I shared these comments with my mother and she told me a story about herself – one she’d never told me before. The story of how 26-year-old her broke free from a life-long struggle for perfection. The struggle for a perfect body that made food her enemy and a perfect life that made her avoid confrontation by not having an opinion. The struggle to be perfectly likeable and agreeable that made her ignore her own wants and needs, pushing herself under a rug in order to please others (or often, let others stomp all over her). That at 26 (the age I am now except that she already had a 6 year old and a soft tangle of arms and legs and blue eyes that would be me in her belly) she realized that no matter how much she tried, she couldn’t change the way she felt about food or finances or keeping other people happy. And that instead of trying harder or trying to be more disciplined or more self-controlled (which inevitably leads to self-loathing), she learned to stop trying. She wrote to me, “I became humble. I had to become brutally honest with myself and admit to myself that I could not fix it/control it. I had no power over it and life had just become crazy. I realized that the ONLY person who could supernaturally ‘adjust’ me was God. But I had to let him.”
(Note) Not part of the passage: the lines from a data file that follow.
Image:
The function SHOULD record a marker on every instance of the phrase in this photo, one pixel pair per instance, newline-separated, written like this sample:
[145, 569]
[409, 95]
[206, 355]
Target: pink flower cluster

I was so thankful that my mom shared this with me. I wish I had known these things about her as a teenager and young adult (well, young-er adult). I think something many parents have been missing with my generation and possibly the current one is how valuable it is to let your children see and understand what it looks like to struggle well. Because no matter what you do, your children will struggle. And if all they’ve seen are the victories, they won’t know what to do when the time comes to struggle. It’s like the physics teacher I had in high school who was great at solving all the problems, but who couldn’t explain to me how to do them. Life is lived in the process so much more than in the conclusions.
I’ll finish this post, then, by sharing something about my process. Right now, I don’t understand what the heck it means to “Let go” of something. I can’t tell you how many times I have heard some form of “Let go and let God” in my lifetime. Most of the time it makes me want to scream. Because often it’s just code for, “I don’t know what to tell you, but this phrase is something ‘spiritual’ people say and so it sounds like a real thing.” You see, I’ve tried “letting go” in so many different situations. I’ve knelt with my arms stretched as far as they can reach or spread myself across the floor with my face pressed into rough carpet fibers, trying to find the correct posture, the arrangement of limbs that will accomplish this mysterious goal, chanting prayers over and over like a mantra, “I’m letting go. I’m giving this to you. I don’t want to carry this anymore. I can’t do it on my own. I’m letting go,” each iteration more soulful and heartfelt than the last, only to find that, in fact, this changes nothing. It simply makes me a failure at letting go. (Ha!)
I value my mother’s story. I believe her words were genuine and described a true transformative experience for her. But I admit that I have yet to figure out how to “stop trying.” So far I’ve tried it in the shower, at my desk, while running, in bed, at a temple and on a mountain. So far none of this insisting I am “letting go” has been successful. I am being a little sarcastic here – I know it’s not a magical ritual or formula. But I am admitting that I can’t seem to figure out how to do something that sounds as simple as doing nothing.
Women, so many of us are broken. But I believe (I have to believe) that we can be whole again. That we can live lives free and unashamed. That we can learn to turn our amazing capacity for love towards ourselves. I don’t know how yet, but I am hopeful we can learn together.